I don’t really remember but I think it was around 3 am before we actually went to bed. A. Because of the whiskey drinking and B. Because we were actually having fun just getting to know each other. I told him I was getting tired and before I could do anything else, he kissed me. I was pretty positive the kiss was the whiskey talking, so I pulled back. I looked at him and said, “I’m just not like that.” He looked at me and replied, “I swear I wasn’t actually trying anything, and nothing else needs to happen at all. You’re just really pretty. And I wanted to kiss you. I’m sorry.” This caught me off guard. Which is sad considering this is how a man should talk to a woman when it comes to taking things “further” in a friendship or relationship or whatever. He then told me, “I understand if it makes you uncomfortable, I would like you to come just sleep with me, but if you want me to set up my pull out couch I can totally do that for you too.” I thought about it for a minute. Would just sleeping next to him be the worst? It had been so long since I had slept next to a guy I liked. I’m not exactly the cuddle type because I move so much in my sleep. If I felt odd I figured I could always sneak out and sleep on the couch while he was sleeping. So I agreed. I kissed him on the cheek and said, “No we can…just don’t try anything or you really won’t get any sleep tonight.”

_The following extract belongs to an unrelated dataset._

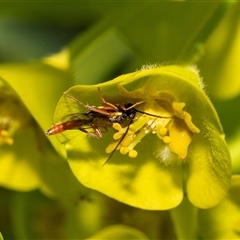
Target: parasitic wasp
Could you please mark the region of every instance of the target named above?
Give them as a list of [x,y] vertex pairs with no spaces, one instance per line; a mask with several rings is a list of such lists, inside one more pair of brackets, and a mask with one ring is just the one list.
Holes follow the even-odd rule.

We went to change and brush our teeth. And I’m only bringing this up because it is significant to me. So I do this thing where I have to walk around when I brush my teeth. I don’t know why. No one else in my family that I know of does this. It’s just some weird quirk I’ve picked up. Anyway. I start brushing my teeth, Greg is changing in his room, and I go back out to his kitchen/living room and do my walking thing. I hear Greg turn his electric toothbrush on and deduce its teeth brushing time for him too. Not expecting to see him outside the bathroom, I almost jumped when I turned around and saw him, also walking around his living room. I spit my mouthful of toothpaste into his kitchen sink and practically shrieked, “YOU WALK AROUND TOO?” He nodded and kept attending to his teeth. I briskly walked to his bathroom out of embarrassment, rinsed, flossed, rinsed again and made my way to bed. Once he was done with his teeth, he came to meet me and said, “Yea. I do. My roommates used to always make fun of me, but it’s just something I do. I didn’t know anyone else did that.” And me, not feeling quite like a freak anymore said, “Same! I would walk our college house hallway in the dark because I can’t keep still.” He smiled at me, kissed me again. And turned out the lights.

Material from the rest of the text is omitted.